Gift economies have a few key qualities. They are...
Loosely and informally tracked - it is bad form to calculate the exact value of gifts you receive, or keep an obsessive log of it the way we do with business finances. I was talking to Krysta the other day about how many of our ancestors didn't have numerical systems. There was no counting. No keeping track.
Indirect - it is not always two individuals giving back and forth. Instead gifting is generalised to a whole community where you may give to people who have not given directly to you
Delayed - we do not reciprocate gifts the minute we receive them," rather, we have faith that our needs will be met when they arise, because we have done our part in the gifting system
The emphasis in a gift exchange is on strengthening the bond between the givers and receivers.
It creates a kind of "positive debt," where two people or groups are now tied to one another - one party will always owe the other something. It's a purposeful way of entwining lives and communities together."
Most importantly, these gifts are not limited to luxuries and novelties.
These gifts are what care for all of our needs, and the needs of others - human people, animal people, plant people, spirits, gods, etc.
You need a shirt. I make shirts. You come to me, and I give you a shirt because you need it. We hug it out. Goodwill inserted into the Gift Economy Jar.
I need water. my other neighbor has a well. I walk over and ask if I may have some water from their well. They say yes, because I am in need. Goodwill inserted into the Gift economy jar.
My other neighbord needs pumpkin seeds. Someone else in the community is the seed keeper, the garden expert. They walk over and ask for a few pumpkin seeds. The Seed keeper neighbor happily offers them. More goodwill inserted into the gift economy jar.

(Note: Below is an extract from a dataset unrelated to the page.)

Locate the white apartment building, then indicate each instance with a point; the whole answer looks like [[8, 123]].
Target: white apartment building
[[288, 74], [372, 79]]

A bunny hops into the seed keeper's garden and munches on a few roots. The seed keeper does not shoe them away, because bunny people need nourishment too. The seed keeper intentionally leaves part of the garden accessible to animals who wish to come and eat, leaves water for the birds and bees to come and drink.
Our seed keeper would like to create a feast for the community. They would like to cook salmon, but we don't have direct access to it. Our neighboring community does. We go and ask for abit of salmon for our community meal. They offer it happily, adding more goodwill into the gift economy jar.
And so it goes, forever and ever.
This is the ideal world. The garden planet. The kingdom of heaven incarnate.
It will take many steps before we get back here. It will get worse before it gets better. The land will need to be returned to indigenous stewards. But it will get better.